Failure is Tough but I am Enough

At 3:45 two Sundays ago, my mom received the call I’d been waiting weeks for; a spot opened for me to go to Girls State. An hour later, my parents and I hit the road on our way to Seguin, Texas. Mostly I felt excited. For one of the first times in my life, I would be surrounded by intelligent, involved, and eager girls who  were my age.

My parents dropped me off, and I jumped into Girls State life, instantly joining conversations and seeing the beginnings of friendships sprout from unlikely places (Chacos were quite the conversation starter). Since I got there late, I was behind on the information, and the girls in my city were more than willing to help catch me up.

Not only were these girls intelligent and talented, but they were humble. They were honest, and funny, and kind, and unique.

I went into the week knowing that I would run for an office, but I didn’t know what. At first I bounced between city and county attorney. I chose county; but then I began to wonder if I sold myself short by not going for the highest. So I decided to run for Attorney General. I wrote my speech. I loved my speech. I felt confident; I would get through primaries, at least. I was so sure of it.

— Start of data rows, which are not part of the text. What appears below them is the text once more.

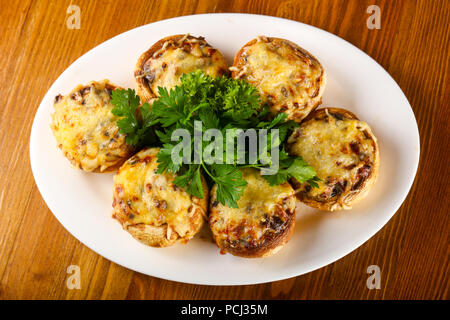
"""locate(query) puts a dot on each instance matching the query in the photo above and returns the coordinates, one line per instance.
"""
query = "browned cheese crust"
(151, 207)
(344, 153)
(289, 79)
(86, 130)
(261, 225)
(163, 64)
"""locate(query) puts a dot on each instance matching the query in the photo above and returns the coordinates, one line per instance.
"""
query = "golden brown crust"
(153, 234)
(255, 231)
(144, 89)
(269, 248)
(297, 108)
(349, 194)
(86, 130)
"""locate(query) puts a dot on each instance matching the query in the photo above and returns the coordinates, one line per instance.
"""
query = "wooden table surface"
(412, 249)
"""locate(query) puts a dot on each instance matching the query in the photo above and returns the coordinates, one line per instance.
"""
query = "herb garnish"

And then I didn’t. As soon as I heard the other girl’s name, I felt ashamed. I was so embarrassed for trying to do something way over my head. I felt foolish for even thinking that I could make it. I felt stupid.

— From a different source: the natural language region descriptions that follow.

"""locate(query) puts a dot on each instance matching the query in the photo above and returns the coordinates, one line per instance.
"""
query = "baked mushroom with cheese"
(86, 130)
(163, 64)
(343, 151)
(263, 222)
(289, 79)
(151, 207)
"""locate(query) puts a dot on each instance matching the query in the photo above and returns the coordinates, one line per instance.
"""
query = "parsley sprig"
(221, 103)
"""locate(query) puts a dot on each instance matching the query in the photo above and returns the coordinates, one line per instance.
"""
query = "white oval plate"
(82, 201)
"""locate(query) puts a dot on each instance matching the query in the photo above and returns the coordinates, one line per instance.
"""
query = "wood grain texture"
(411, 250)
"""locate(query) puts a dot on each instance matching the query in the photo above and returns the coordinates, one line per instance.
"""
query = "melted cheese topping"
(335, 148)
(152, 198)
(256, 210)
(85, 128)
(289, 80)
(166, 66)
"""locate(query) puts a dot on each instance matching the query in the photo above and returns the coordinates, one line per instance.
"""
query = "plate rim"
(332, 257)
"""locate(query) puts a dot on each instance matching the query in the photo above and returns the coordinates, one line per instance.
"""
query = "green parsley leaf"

The worst thing about these kinds of thoughts is that once the first one comes, they don’t stop. I went from being embarrassed about not winning to despising everything about myself. I felt stupid, immature, and ignorant. Things I have never felt before. I began to think I was unqualified to be there. I may have a high GPA, take all accelerated classes in school, and have an undying love for reading. But there? At Girls State? I felt fake, like I was pretending to be something that I’m not.

It didn’t matter that I am aware of what’s going on in the world, or that I’m passionate about a wide variety of things. My desire to learn and my love for the people I am surrounded by were forgotten. The things that make me who I am no longer mattered, because they weren’t enough to get me to where I wanted to be. I felt inferior to the girl who won-anyone who won, really. What do they have that I don’t? What makes them so good?

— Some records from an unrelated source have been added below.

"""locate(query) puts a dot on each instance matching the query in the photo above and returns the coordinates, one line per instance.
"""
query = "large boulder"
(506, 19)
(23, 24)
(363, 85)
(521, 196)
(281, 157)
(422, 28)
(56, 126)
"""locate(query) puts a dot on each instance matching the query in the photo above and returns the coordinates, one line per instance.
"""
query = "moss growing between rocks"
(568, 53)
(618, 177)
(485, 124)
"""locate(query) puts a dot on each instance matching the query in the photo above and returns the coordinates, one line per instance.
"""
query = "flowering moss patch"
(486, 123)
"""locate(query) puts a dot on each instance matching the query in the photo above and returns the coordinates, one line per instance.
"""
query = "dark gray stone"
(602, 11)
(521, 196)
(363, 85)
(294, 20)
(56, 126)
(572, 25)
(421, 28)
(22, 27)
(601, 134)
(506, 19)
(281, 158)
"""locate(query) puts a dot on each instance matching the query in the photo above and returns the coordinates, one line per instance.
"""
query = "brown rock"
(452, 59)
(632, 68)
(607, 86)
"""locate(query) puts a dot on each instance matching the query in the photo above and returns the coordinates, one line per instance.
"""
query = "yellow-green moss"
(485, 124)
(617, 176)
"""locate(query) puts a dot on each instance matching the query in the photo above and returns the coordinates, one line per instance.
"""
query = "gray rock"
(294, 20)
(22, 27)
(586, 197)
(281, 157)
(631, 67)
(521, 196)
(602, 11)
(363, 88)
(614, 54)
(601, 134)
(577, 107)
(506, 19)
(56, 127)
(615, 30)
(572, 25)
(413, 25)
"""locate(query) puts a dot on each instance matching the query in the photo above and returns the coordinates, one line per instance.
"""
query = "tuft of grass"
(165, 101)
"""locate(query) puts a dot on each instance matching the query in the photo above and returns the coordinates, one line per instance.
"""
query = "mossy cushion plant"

But I realized sometime between that moment and the end of the night that other people being good doesn’t make me less good. I may not have won the position I wanted, but I am talented, I am intelligent, and I have a right to take up the space I occupy. I am not less for losing.

So often we think failure is a sign of weakness or worthlessness. I’m as guilty of it as anyone else; I have a fear of failure. It holds me back from joining teams and clubs because the thought of trying something and not succeeding drains the excitement from so much. This week, I overcame that fear and tried for something that was not a guarantee.

And I failed.

But I’m more secure in who I am because of it.

Failing does not mean we are inadequate or inferior. The people around us are not better for their successes or wins. Our culture runs on jealousy and bitterness, and it creates the idea that if we’re not the very best, we’re the worst-regardless of how good we actually are.

I was created in God’s image, with a specific purpose and a specific set of talents for that purpose. And so were you. But we can’t focus on our relationships with God (or with others) if we’re constantly comparing ourselves to the people around us.

Over the course of the week, I learned how to fail, and it wasn’t a fun lesson to learn. But without ‘missing the mark,’ I wouldn’t be able to confidently say that I am enough, despite my failures.